Le distanze prossemiche sono quattro: distanza intima (0-50 cm), caratteristica dei rapporti stretti, dove è presente intimità, come tra partner, tra madre e figlio, tra familiari, ecc. A questa distanza si è talmente vicini da potersi perfino toccare e odorare; distanza personale (50–150 cm), utilizzata per l’interazione con gli amici; distanza sociale (150-300 cm), utilizzata per la comunicazione tra conoscenti, nel rapporto insegnante-allievo o tra colleghi; distanza pubblica (oltre i 300 cm), utilizzata per le relazioni pubbliche. Stare insieme, volersi bene, amarsi, incontrare i propri amici, toccarsi, esprimere un punto di vista, un proprio pensiero: tutto è pericoloso.
• Un tempo, i malati psichici era solito rinchiuderli in manicomio, oggi, che siamo tutti socialmente pericolosi, come se fossimo malati psichici, veniamo rinchiusi nelle proprie abitazioni. Il comitato scientifico, l’Organizzazione Mondiale della sanità, ci ha dichiarati tutti, potenzialmente, socialmente pericolosi, incapaci di intendere e di volere, irresponsabili. E’di questi giorni la notizia che un anziano su dieci, ospitati nelle case di riposo, sta rifiutando di fare il vaccino.
Anche questa scelta è considerata socialmente pericolosa. Tutti coloro che si rifiuteranno di fare il vaccino verranno messi alla gogna, etichettati, classificati, additati, allontanati come si allontanava i malati di lebbra, i matti, i poveri, le persone con qualche deficit fisico e intellettivo. In questo modo, in passato, hanno trovato fondamento i pregiudizi, i luoghi comuni, le false ideologie sociali, psicologiche e politiche, nei confronti di migliaia e migliaia di persone per il semplice fatto che erano “diversi”. Da quando si è diffusa la pandemia da Covid-19, un anno fa, ci guardiamo come se fossimo degli appestati, dei delinquenti pericolosi. A questi criminali, il Comitato tecnico scientifico di tanto in tanto offre qualche beneficio di pena, qualche permesso. I detenuti in casa possono uscire per qualche ora, possono incontrare qualcuno, non troppi per non creare aggregazioni pericolose.

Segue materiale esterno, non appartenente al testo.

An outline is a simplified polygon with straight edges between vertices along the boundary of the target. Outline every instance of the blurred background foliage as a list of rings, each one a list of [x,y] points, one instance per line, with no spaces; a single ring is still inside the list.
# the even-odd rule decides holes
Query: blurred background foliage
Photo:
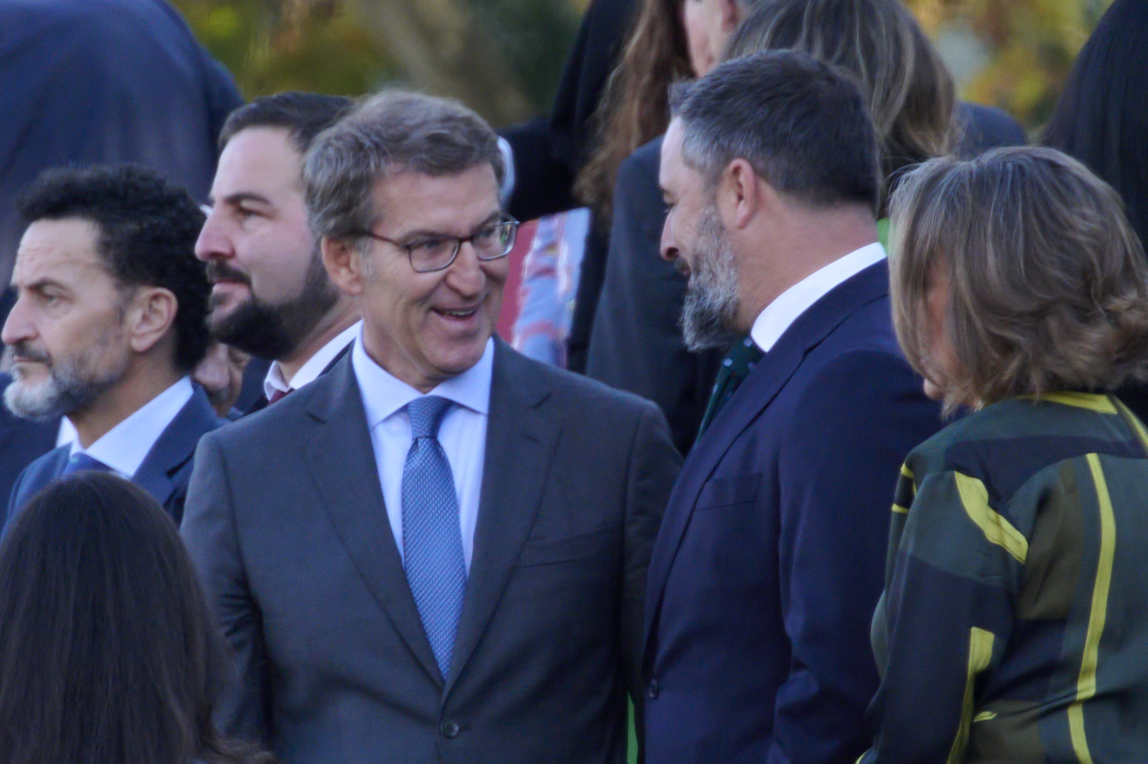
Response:
[[[401,84],[495,125],[544,112],[589,0],[173,0],[247,98]],[[1035,133],[1111,0],[906,0],[964,99]]]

Ai detenuti non resta che sognare, ricordare quando si andava allo stadio, alle olimpiadi, ai concerti, in mezzo a migliaia di persone; ai detenuti non resta che ricordare la bellezza di una vacanza, di una crociera, la meraviglia delle montagne innevate, le passeggiate lungo il mare, la partecipazione alle feste, ai matrimoni. Non si sa ancora per quanto tempo dureranno le misure di sicurezza, che vengono rinnovate in continuazione.

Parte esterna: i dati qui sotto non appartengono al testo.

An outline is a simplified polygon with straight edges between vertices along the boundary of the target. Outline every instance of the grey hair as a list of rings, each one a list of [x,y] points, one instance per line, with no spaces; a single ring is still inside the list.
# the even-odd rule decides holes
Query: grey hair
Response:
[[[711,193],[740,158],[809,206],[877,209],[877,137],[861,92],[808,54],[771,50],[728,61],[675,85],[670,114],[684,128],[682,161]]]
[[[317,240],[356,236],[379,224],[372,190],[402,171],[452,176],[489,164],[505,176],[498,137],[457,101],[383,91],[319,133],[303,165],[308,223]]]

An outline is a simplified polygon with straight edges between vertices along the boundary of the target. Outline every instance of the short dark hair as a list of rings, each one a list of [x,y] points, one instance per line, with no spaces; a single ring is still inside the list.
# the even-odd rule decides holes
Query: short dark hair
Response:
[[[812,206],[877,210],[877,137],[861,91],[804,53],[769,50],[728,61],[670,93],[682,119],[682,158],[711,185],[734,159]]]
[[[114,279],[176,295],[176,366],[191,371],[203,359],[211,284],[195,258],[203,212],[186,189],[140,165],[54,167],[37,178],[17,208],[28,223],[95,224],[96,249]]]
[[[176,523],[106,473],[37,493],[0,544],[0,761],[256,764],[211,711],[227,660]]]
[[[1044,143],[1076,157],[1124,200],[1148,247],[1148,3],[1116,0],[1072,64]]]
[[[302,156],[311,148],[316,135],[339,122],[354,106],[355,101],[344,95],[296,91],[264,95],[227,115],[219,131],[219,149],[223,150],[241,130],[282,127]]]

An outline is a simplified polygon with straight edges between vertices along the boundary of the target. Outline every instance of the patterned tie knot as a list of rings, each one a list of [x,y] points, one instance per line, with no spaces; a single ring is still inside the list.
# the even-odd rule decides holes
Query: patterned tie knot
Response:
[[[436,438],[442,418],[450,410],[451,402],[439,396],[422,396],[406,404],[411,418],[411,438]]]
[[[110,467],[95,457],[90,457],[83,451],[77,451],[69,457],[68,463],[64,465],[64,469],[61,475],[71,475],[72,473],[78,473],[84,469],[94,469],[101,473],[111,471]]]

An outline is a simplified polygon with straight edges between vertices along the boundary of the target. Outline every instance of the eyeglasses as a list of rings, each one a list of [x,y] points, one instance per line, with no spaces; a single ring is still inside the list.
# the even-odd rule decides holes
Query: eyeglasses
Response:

Come le persone socialmente pericolose, viviamo in libertà vigilata: siamo obbligati a non uscire dai propri comuni o dalle proprie regioni; siamo obbligati a stare in casa dalle ore 22 alle ore 5; siamo obbligati a non frequentare i bar o i luoghi pubblici, le palestre, i teatri, i musei, pena la loro stessa chiusura. Tutto deve essere fatto in streaming, anche i funerali, le feste di compleanno, di laurea. Tutto deve essere virtuale. Lo psicoanalista austriaco Wilhelm Reich (1897-1957) affermava che la rabbia «nasce dalla frustrazione ma maschera il dolore», una sorta di auto-difesa contro le avversità del mondo esterno. In moltissime persone, le restrizioni per fronteggiare la pandemia da Covid-19 sta provocando un notevole accumulo di ira, rabbia e rancore per aver perso tutto, lavoro, casa, amici, prospettive di impiego, dignità, desiderio di vivere.